Rendall is a master printmaker who utilizes pen and ink, etchings, engravings, woodcuts and carvings to present and honor nature and her creatures. Whether great blue heron, cormorant, snapping turtle, whale, beaver, shells, or flora, their beauty is both honest and haunting. Each pen and ink piece, etching and engraving is hand printed by the artist.
He was completely drawn to printmaking and the Renaissance while in college in the mid to late 1970s. Today, when Rendall is hand printing one of his drawings or etchings, he is aware of those artists who used the same mediums centuries before.
“Every time I do a printing I'm kind of conscious of these artists that explored printmaking in the earlier eras. I try to add to that body of work, so to speak, by asking how I can make each piece different, or how can I experiment with the ink, the paper?”
Rendall loves the strong graphic of the woodcut, the image of which he has fully developed in his mind before he begins a piece. Most of the woodcuts are carved on birch or maple plywood, although he has used mahogany from time to time. The woodcuts are printed on high quality Japanese paper.
“I just start carving. For me, if it's too perfect a drawing, you end up with a piece without character that looks like an illustration. I try to be more free, more interpretive,” Rendall said. “Most of my pieces take a year to carve.”
With each piece, regardless of the medium chosen, Rendall has the representation of the “true creature” in mind. All images have personal stories and are done from direct observation or experience, with a meaning behind them.
“I try not to personify them,” Rendall said. “I want to give each one the respect, and the space, to represent them in a truthful manner. To be truthful about their existence.”
Rendall also uses his pieces to make a statement about the creature and how humans can learn something from them, with an ecological, political or social edge.
One day he discovered a deceased horseshoe crab. He knew that their numbers were decreasing because people were collecting them for the blood plasma, which is copper based.
“It's a primordial type of blood,” Rendall said. “The crabs were being drained of their blood. I wanted to record it. When I was a kid I used to see so many of them, now they are harder to find. Recently I learned that they are no longer drained and are released back into the wild.”
He made his own ink for the pen and ink 24 by 18-inch drawing out of beef bouillon and gum arabic. The result: a piece that looks as though it could have been made centuries ago, almost as long ago as the horseshoe crab has existed.
When working with woodcuts, he is thinking in terms of lines that create motion and drama.
The recently sold “The Tempest,” a 24 by 18-inch woodcut, was created from a dream. The bufflehead are riding the waves of a tempestuous sea, yet appear non-plussed. Rendall's use of light and dark creates confusion, for the viewer.

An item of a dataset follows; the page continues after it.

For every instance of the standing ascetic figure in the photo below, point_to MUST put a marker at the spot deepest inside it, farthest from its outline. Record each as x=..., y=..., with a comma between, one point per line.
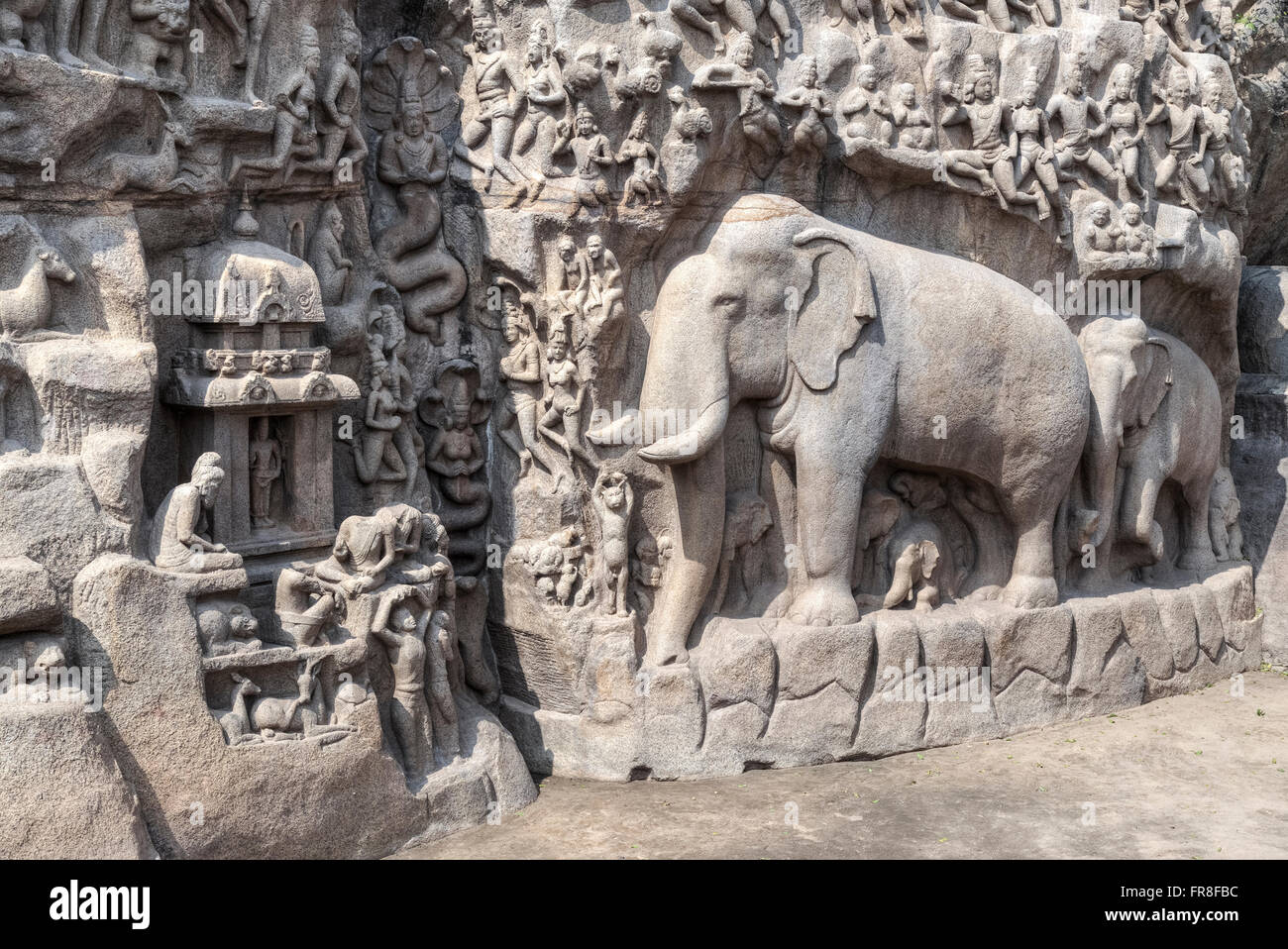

“Waves are crashing down, but the buffleheads aren't bothered by the turbulence. I think there's a lesson to be learned from the buffleheads,” Rendall said. “They seem to have a sense of what's about to happen, keeping themselves above the crest of the wave. They appear to have total confidence, responding to what's happening at the moment.”
In his series, “On Hard Ground,” Rendall conveys the beautiful yet harsh western part of the state. When he moved to Maine in 1982, he lived in Phillips. For 18 months he walked everywhere during the day, bringing a couple copper plates (hard ground etching) and needles to capture the scenery. His first piece, exhibited in the gallery, is of the honeysuckle tree in his yard.
“I love western Maine, it is very beautiful and the people are really nice, but it is a hard place to make a go of it financially,” Rendall said. “The landscape has taken its toll on them, there's a lot of poverty. The series, ‘Hard Ground’ has dual meanings. It refers to the technique and how the landscape and people impact one another.”
At any given time Rendall has 20 to 30 ideas in his mind for future projects. There are seven or eight “in process” right now, including his spring show tentatively entitled, “The Death of the Beehive.”
Rendall has been an artist for 35 years; 18 of those years are represented in his gallery at 65 Main Street in Wiscasset. The space, also his studio, is where he offers master printmaking classes in woodcuts, etching and monoprinting.